Health Canada has licensed the new BD GeneOhm™ Cdiff molecular assay for the rapid detection of the toxin B gene found in toxigenic Clostridium difficile. It is the first CDI molecular diagnostic that offers sensitivity, simplicity and speed in one test procedure.

“Clostridium difficile poses a significant challenge for healthcare facilities across Canada,” said Jay Glasscock, Vice President and General Manager, BD in Canada. “We applaud Health Canada for fast-tracking the licensing of this important new test, which will help provide more definitive and more rapid diagnoses of CDI patients. The BD GeneOhm Cdiff assay was developed by BD research scientists in Québec and will be produced in our new manufacturing facility in Parc Tecnologuique du Québec Metropolitain.

” In Canada, the number of cases and deaths attributed to toxigenic Clostridium difficile increased by 50 percent over the last 30 months, according to data collected by the Public Healthy Agency of Canada. In that time period, at least 460 patients with CDIs died in Ontario hospitals. The healthcare-associated CDI outbreak in Québec that lasted from 2003 to 2004 led to the death of 1,270 patients. Given the emerging risk to public health, the Ontario Ministry of Health mandated public reporting of CDIs in Ontario hospitals as of September 30, 2008.

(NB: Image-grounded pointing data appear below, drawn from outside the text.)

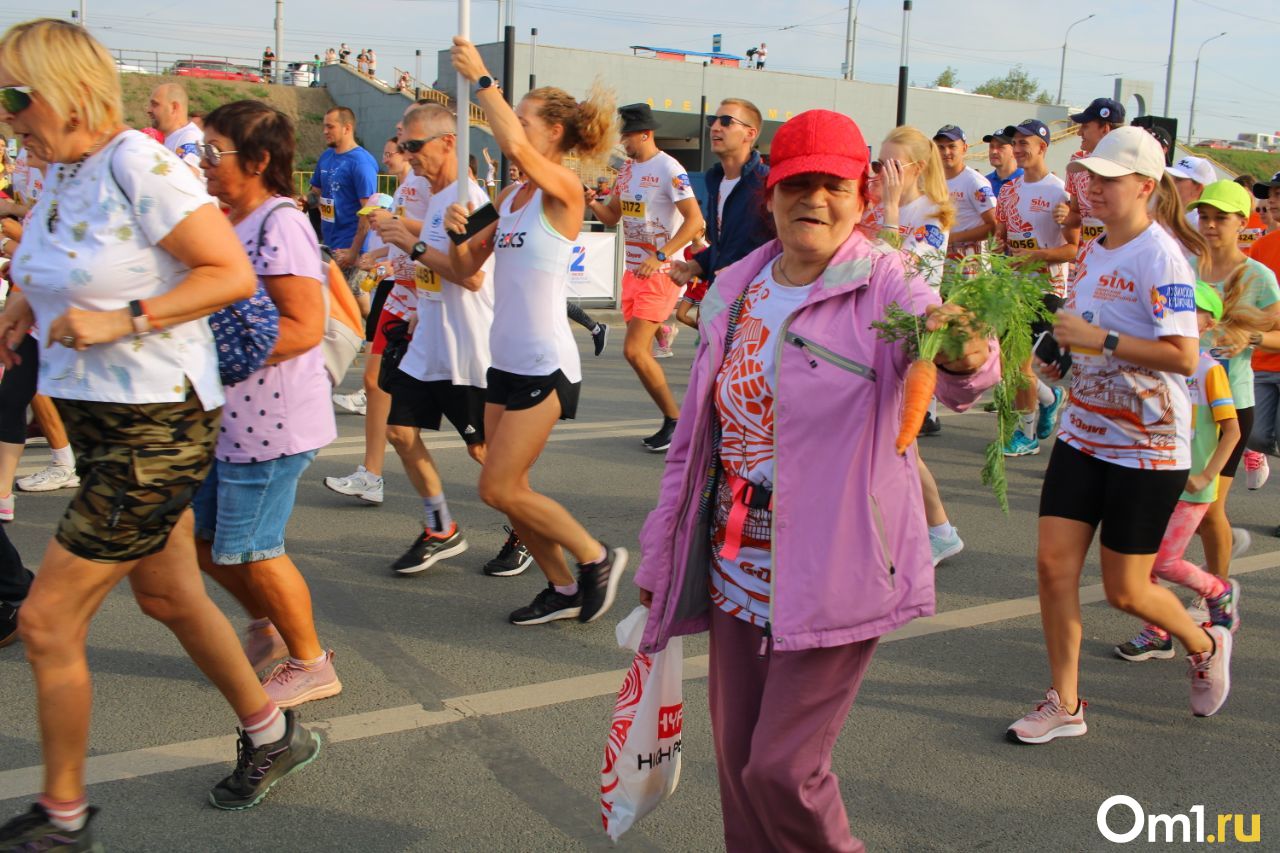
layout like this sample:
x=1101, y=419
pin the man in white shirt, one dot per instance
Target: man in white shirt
x=168, y=112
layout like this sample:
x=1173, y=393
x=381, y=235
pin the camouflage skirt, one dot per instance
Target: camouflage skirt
x=140, y=466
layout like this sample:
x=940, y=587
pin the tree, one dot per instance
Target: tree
x=1015, y=86
x=949, y=78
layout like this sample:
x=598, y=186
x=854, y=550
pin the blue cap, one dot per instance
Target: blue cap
x=1101, y=109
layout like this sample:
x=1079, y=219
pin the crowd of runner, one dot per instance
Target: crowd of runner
x=1161, y=282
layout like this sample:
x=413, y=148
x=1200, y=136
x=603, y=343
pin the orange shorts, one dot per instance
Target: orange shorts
x=649, y=299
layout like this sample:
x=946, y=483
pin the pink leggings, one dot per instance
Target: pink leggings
x=1170, y=564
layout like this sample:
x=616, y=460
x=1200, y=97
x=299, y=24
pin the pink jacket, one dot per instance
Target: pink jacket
x=851, y=552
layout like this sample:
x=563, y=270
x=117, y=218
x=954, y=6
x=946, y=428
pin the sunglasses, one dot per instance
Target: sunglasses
x=414, y=146
x=210, y=154
x=16, y=99
x=725, y=121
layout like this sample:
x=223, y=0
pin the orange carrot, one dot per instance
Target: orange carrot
x=917, y=392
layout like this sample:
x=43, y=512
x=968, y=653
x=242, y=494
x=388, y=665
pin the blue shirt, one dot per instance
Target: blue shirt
x=997, y=182
x=344, y=181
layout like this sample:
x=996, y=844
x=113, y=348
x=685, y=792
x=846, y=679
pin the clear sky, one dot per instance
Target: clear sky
x=979, y=39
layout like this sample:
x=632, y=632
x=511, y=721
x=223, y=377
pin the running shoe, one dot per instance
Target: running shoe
x=54, y=477
x=291, y=684
x=1151, y=643
x=361, y=484
x=1225, y=610
x=1211, y=674
x=355, y=404
x=36, y=831
x=1047, y=721
x=1022, y=445
x=429, y=548
x=598, y=582
x=512, y=560
x=945, y=547
x=1046, y=419
x=600, y=337
x=547, y=607
x=259, y=769
x=1256, y=469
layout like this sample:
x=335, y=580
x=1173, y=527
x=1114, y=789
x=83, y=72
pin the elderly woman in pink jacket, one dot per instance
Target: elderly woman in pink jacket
x=786, y=523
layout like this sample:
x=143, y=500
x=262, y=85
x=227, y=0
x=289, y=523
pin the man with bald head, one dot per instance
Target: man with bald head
x=168, y=113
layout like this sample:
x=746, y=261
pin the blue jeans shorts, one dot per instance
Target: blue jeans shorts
x=242, y=507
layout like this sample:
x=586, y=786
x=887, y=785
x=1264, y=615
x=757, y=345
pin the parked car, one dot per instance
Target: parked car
x=214, y=69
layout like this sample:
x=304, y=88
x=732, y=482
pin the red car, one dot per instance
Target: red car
x=214, y=69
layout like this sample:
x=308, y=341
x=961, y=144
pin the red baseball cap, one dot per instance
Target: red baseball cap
x=818, y=141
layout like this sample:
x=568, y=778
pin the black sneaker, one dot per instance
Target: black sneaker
x=257, y=769
x=8, y=624
x=512, y=560
x=661, y=441
x=429, y=550
x=547, y=607
x=35, y=831
x=598, y=582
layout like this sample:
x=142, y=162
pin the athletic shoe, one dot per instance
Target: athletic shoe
x=55, y=477
x=263, y=646
x=259, y=769
x=945, y=547
x=1256, y=469
x=362, y=484
x=598, y=583
x=600, y=337
x=291, y=684
x=36, y=831
x=1148, y=644
x=1047, y=721
x=1211, y=674
x=512, y=560
x=661, y=441
x=547, y=607
x=1225, y=610
x=1022, y=445
x=355, y=404
x=1046, y=419
x=429, y=550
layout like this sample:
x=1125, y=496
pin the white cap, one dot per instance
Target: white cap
x=1197, y=169
x=1125, y=150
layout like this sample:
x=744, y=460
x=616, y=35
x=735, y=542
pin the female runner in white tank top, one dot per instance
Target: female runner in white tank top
x=535, y=374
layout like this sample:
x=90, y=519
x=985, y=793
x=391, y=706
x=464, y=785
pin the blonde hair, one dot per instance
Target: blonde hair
x=68, y=68
x=590, y=126
x=932, y=181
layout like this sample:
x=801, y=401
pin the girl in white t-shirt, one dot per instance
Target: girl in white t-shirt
x=1123, y=452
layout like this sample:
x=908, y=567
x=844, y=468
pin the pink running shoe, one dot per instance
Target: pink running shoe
x=1047, y=721
x=291, y=684
x=263, y=646
x=1211, y=674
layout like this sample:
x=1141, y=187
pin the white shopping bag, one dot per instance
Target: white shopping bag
x=641, y=757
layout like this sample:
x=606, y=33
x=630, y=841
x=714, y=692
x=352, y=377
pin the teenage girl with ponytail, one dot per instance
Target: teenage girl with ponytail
x=536, y=374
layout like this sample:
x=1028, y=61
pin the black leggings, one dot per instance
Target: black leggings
x=17, y=388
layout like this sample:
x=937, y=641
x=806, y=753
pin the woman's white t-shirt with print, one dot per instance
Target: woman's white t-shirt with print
x=92, y=242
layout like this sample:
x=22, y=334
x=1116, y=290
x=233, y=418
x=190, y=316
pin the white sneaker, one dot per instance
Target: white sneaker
x=362, y=484
x=55, y=477
x=355, y=404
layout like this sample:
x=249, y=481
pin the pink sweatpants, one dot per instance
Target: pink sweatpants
x=1170, y=564
x=775, y=723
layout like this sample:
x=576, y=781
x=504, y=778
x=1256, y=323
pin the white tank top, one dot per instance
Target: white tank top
x=530, y=333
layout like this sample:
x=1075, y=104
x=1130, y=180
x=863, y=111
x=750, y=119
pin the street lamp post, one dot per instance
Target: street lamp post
x=1061, y=71
x=1191, y=123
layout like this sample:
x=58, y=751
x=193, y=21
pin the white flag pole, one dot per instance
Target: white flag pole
x=464, y=103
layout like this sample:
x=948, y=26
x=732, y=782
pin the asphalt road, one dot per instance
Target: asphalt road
x=458, y=731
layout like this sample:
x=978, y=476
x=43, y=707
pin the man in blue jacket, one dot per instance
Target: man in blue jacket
x=736, y=219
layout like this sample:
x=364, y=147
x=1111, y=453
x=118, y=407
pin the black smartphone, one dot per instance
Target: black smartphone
x=478, y=220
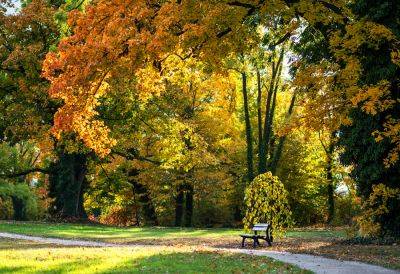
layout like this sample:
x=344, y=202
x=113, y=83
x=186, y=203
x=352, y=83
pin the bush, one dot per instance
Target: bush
x=20, y=199
x=120, y=216
x=266, y=202
x=376, y=219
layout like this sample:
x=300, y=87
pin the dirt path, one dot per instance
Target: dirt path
x=314, y=263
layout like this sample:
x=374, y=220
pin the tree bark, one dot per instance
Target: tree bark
x=278, y=151
x=189, y=205
x=261, y=159
x=179, y=207
x=249, y=134
x=330, y=188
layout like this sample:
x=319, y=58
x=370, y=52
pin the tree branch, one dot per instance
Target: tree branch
x=24, y=173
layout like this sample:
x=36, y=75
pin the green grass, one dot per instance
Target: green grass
x=27, y=257
x=119, y=235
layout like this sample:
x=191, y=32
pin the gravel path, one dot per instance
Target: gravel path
x=314, y=263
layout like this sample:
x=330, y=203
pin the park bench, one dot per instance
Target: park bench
x=256, y=236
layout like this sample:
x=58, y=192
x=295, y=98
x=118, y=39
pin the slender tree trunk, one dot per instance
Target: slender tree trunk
x=261, y=159
x=278, y=151
x=330, y=188
x=189, y=205
x=249, y=135
x=179, y=207
x=269, y=112
x=144, y=199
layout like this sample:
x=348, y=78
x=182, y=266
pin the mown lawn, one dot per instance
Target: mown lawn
x=142, y=234
x=29, y=257
x=317, y=241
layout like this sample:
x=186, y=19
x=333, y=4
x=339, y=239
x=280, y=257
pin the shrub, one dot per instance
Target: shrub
x=120, y=216
x=23, y=200
x=375, y=220
x=266, y=202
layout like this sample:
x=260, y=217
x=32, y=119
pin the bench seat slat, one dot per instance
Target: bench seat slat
x=259, y=228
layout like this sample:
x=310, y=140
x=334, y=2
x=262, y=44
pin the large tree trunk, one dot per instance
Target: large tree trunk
x=249, y=134
x=67, y=185
x=269, y=113
x=143, y=197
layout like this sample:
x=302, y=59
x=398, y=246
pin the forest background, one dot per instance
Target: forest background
x=163, y=112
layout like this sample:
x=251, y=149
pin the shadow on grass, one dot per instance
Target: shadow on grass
x=203, y=262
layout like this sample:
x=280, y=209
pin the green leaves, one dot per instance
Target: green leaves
x=266, y=202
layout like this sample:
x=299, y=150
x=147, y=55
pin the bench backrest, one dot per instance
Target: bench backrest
x=260, y=227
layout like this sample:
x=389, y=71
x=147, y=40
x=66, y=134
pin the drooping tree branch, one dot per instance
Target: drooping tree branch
x=24, y=173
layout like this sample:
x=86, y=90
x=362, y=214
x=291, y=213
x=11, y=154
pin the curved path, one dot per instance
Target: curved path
x=314, y=263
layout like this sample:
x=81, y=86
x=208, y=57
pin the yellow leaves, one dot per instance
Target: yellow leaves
x=374, y=99
x=375, y=207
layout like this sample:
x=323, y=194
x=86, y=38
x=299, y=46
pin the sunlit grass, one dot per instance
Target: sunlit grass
x=117, y=234
x=27, y=257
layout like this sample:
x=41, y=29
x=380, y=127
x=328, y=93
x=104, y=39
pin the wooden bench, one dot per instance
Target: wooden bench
x=256, y=237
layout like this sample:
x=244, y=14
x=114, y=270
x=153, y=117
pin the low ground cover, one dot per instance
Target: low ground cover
x=29, y=257
x=318, y=241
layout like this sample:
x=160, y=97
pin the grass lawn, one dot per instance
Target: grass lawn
x=322, y=242
x=28, y=257
x=142, y=234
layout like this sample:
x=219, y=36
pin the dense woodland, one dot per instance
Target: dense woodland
x=153, y=112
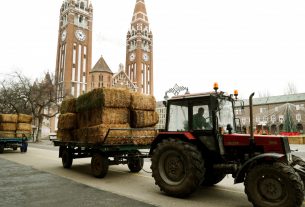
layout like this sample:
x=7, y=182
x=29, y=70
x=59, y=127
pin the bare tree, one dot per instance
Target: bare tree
x=20, y=95
x=262, y=94
x=290, y=89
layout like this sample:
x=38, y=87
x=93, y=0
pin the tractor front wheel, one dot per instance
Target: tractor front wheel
x=177, y=167
x=276, y=184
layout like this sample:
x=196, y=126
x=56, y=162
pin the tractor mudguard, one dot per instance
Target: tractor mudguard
x=240, y=175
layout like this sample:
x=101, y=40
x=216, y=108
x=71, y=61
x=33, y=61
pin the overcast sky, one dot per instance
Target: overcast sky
x=253, y=46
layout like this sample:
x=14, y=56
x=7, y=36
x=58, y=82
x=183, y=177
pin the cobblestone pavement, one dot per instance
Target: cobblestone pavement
x=26, y=187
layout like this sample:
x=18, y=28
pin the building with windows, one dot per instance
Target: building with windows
x=275, y=114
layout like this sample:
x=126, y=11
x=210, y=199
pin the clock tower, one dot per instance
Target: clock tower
x=74, y=50
x=139, y=50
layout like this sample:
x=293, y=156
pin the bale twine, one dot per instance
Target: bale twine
x=24, y=118
x=8, y=118
x=8, y=127
x=140, y=118
x=68, y=105
x=142, y=102
x=24, y=127
x=67, y=121
x=7, y=134
x=103, y=97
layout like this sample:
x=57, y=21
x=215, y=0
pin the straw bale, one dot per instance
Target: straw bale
x=105, y=115
x=144, y=133
x=8, y=127
x=65, y=135
x=68, y=105
x=19, y=134
x=142, y=102
x=24, y=127
x=98, y=133
x=140, y=118
x=103, y=97
x=24, y=118
x=7, y=134
x=67, y=121
x=8, y=118
x=142, y=141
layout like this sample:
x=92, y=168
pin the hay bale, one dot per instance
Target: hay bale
x=8, y=126
x=103, y=97
x=99, y=132
x=24, y=127
x=68, y=105
x=27, y=134
x=65, y=135
x=140, y=118
x=8, y=118
x=7, y=134
x=24, y=118
x=105, y=115
x=67, y=121
x=142, y=102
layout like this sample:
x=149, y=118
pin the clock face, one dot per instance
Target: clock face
x=80, y=35
x=63, y=35
x=132, y=57
x=145, y=56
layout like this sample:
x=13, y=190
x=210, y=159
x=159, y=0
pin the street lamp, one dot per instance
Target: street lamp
x=176, y=90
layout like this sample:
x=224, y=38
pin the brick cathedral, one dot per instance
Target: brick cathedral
x=74, y=74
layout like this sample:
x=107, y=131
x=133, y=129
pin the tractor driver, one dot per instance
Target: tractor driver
x=199, y=122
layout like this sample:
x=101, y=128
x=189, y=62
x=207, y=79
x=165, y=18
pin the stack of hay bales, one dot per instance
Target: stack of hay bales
x=143, y=114
x=15, y=125
x=67, y=121
x=99, y=110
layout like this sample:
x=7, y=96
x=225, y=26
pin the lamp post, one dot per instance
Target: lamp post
x=176, y=90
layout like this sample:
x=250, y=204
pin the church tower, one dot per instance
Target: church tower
x=139, y=51
x=74, y=50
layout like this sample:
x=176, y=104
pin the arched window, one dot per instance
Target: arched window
x=82, y=5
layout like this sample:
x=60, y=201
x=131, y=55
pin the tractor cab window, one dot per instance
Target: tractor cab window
x=225, y=115
x=201, y=118
x=178, y=118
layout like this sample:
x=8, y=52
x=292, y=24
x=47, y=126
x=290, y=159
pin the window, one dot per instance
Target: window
x=298, y=117
x=178, y=119
x=263, y=110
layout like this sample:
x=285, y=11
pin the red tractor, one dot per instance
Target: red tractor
x=193, y=151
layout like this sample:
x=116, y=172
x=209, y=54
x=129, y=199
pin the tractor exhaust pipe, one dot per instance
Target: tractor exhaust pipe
x=252, y=141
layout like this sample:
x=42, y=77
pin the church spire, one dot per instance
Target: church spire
x=139, y=12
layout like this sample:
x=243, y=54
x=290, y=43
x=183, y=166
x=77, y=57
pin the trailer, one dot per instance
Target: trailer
x=14, y=143
x=103, y=154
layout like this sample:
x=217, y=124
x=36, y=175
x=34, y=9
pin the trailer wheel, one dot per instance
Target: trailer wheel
x=1, y=148
x=135, y=164
x=66, y=158
x=277, y=184
x=177, y=167
x=99, y=165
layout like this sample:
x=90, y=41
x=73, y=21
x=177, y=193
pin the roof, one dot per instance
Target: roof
x=277, y=99
x=101, y=66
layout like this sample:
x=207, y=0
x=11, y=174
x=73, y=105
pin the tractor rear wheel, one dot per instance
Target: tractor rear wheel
x=276, y=184
x=177, y=167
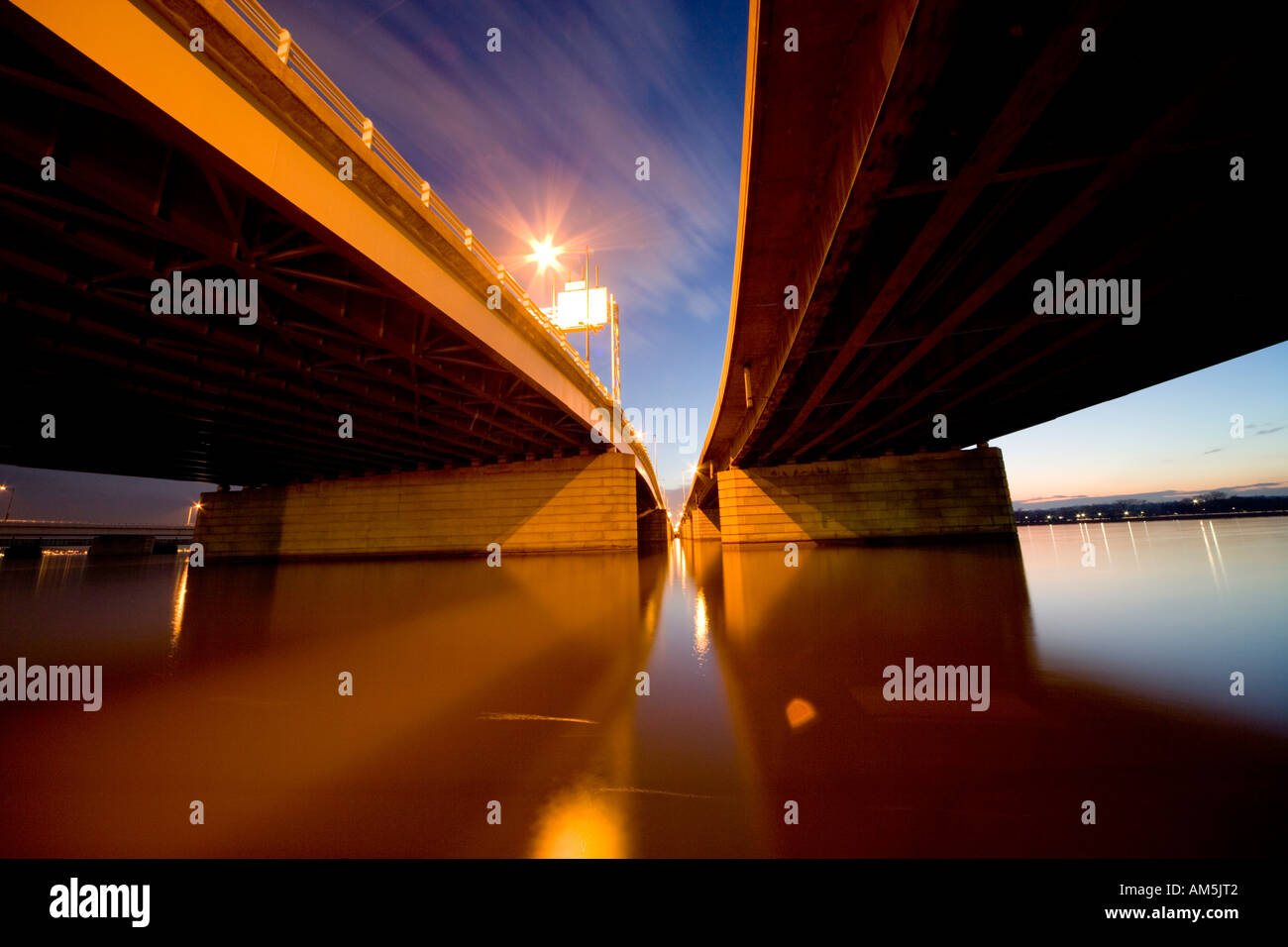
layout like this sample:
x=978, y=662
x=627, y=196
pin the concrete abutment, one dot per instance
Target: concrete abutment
x=892, y=497
x=563, y=504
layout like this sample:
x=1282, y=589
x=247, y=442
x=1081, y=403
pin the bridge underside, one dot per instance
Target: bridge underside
x=206, y=397
x=917, y=326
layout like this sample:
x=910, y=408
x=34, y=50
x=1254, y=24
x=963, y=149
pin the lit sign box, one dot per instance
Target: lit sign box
x=571, y=311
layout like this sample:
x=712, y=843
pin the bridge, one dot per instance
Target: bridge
x=29, y=538
x=911, y=175
x=386, y=386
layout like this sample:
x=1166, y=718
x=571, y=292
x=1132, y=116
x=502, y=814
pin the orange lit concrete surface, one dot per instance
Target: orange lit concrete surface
x=587, y=502
x=921, y=495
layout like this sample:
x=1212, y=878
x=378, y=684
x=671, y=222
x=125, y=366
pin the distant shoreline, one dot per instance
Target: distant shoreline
x=1041, y=518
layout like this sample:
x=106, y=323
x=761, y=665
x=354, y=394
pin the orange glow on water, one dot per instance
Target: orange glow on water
x=800, y=711
x=581, y=825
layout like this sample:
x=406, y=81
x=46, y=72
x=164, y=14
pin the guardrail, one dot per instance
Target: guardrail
x=295, y=58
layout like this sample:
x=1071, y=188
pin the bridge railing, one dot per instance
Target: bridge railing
x=292, y=55
x=295, y=58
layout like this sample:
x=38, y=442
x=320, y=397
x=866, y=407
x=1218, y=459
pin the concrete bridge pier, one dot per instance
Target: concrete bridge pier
x=890, y=497
x=562, y=504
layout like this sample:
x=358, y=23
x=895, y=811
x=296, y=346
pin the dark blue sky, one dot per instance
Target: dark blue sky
x=542, y=138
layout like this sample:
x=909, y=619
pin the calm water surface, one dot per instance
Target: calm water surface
x=518, y=685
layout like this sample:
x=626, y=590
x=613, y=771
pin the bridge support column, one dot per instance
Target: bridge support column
x=653, y=530
x=566, y=504
x=913, y=496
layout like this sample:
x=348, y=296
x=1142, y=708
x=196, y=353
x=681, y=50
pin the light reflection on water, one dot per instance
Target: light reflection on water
x=520, y=686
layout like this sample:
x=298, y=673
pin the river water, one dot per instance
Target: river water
x=498, y=711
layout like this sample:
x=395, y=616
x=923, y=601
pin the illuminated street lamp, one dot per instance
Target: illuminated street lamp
x=580, y=305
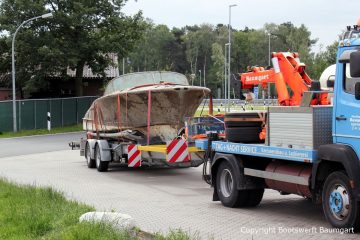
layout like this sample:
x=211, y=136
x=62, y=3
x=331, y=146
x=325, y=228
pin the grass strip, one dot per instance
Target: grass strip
x=22, y=133
x=30, y=212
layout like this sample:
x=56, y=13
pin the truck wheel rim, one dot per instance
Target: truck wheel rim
x=226, y=183
x=339, y=203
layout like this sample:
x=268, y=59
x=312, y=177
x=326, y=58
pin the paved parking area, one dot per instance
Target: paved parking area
x=163, y=199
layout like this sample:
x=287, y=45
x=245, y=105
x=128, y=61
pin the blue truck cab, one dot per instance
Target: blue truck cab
x=312, y=151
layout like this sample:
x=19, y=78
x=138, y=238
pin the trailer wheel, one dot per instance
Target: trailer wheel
x=254, y=197
x=339, y=204
x=89, y=161
x=102, y=166
x=226, y=187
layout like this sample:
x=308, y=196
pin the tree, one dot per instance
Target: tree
x=217, y=70
x=154, y=51
x=81, y=33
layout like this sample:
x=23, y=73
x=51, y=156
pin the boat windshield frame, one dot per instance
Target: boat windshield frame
x=133, y=80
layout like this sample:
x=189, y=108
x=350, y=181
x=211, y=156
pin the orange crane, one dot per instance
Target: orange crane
x=287, y=71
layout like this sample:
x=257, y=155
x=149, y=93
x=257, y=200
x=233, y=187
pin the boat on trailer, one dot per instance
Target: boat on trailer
x=144, y=107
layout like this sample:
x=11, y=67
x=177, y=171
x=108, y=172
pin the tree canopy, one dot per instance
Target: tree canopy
x=80, y=32
x=84, y=31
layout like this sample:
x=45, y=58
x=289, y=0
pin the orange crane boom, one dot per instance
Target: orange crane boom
x=287, y=71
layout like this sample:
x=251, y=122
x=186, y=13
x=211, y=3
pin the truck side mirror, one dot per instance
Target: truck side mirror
x=355, y=64
x=330, y=83
x=357, y=91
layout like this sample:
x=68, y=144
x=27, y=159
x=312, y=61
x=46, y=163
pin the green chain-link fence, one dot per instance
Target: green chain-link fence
x=32, y=114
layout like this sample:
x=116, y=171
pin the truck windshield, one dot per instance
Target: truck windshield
x=349, y=82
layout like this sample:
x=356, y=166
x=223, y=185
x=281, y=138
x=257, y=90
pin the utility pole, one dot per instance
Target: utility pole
x=229, y=56
x=269, y=64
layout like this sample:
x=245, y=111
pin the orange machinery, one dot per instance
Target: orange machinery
x=287, y=71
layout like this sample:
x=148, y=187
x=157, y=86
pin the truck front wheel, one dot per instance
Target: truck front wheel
x=226, y=187
x=339, y=204
x=101, y=166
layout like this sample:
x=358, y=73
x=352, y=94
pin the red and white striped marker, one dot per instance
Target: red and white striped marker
x=134, y=156
x=177, y=151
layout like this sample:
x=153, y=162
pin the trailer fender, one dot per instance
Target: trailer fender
x=105, y=150
x=91, y=143
x=340, y=154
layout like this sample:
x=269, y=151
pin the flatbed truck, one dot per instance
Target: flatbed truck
x=312, y=151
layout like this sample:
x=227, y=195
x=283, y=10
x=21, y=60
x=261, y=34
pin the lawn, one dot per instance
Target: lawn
x=73, y=128
x=29, y=212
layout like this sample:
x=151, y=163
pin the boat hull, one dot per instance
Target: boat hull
x=162, y=108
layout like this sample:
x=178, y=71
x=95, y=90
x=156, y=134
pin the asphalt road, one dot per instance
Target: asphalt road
x=159, y=199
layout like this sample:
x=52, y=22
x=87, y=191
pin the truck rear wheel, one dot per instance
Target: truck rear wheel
x=101, y=166
x=226, y=187
x=89, y=161
x=339, y=204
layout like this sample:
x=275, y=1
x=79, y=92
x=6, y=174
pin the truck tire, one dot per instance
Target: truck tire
x=226, y=187
x=339, y=204
x=254, y=197
x=89, y=161
x=240, y=120
x=243, y=134
x=101, y=166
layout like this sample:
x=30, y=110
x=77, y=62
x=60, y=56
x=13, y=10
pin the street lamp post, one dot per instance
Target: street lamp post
x=200, y=77
x=47, y=15
x=225, y=70
x=229, y=56
x=269, y=34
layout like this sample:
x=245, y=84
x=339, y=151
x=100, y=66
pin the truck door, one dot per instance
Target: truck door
x=346, y=121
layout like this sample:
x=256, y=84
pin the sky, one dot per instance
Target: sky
x=324, y=18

“The BD GeneOhm Cdiff assay is a sensitive and specific test that provides a rapid turnaround time,” said Vivian Loo, M.D., Chief of Microbiology, McGill University Health Centre. “This assay should improve patient care and allow Canadian hospitals to use resources effectively for patient isolation, ultimately preventing transmission of Clostridium difficile.

”The test, performed directly from stool specimens, targets the toxin B gene found in toxigenic Clostridium difficile strains, including the BI/NAP1/027 epidemic strain associated with the major 2003 CDI outbreak.It is the only CDI molecular assay that combines high sensitivity, specificity and can lead to a definitive diagnosis in less than two hours. This new test may facilitate earlier and more appropriate antibiotic treatment of CDI patients. It may also lead to earlier implementation of infection control interventions that help prevent the transmission of Clostridium difficile to other patients. Until now, diagnosing CDI rapidly has proven difficult. Traditional methods, including immunoassays, lack sufficient sensitivity, while tissue culture cytotoxicity methods are difficult to perform and require several days to yield results.

The BD GeneOhm Cdiff assay adds to BD´s expanding menu of rapid molecular tests to help prevent healthcare-associated infections, including tests for Staphylococcus aureus and methicillin-resistant Staphylococcus aureus.Additionally, BD recently submitted a test to detect the resistant genes associated with vancomycin-resistant Enterococci to Health Canada for licensure.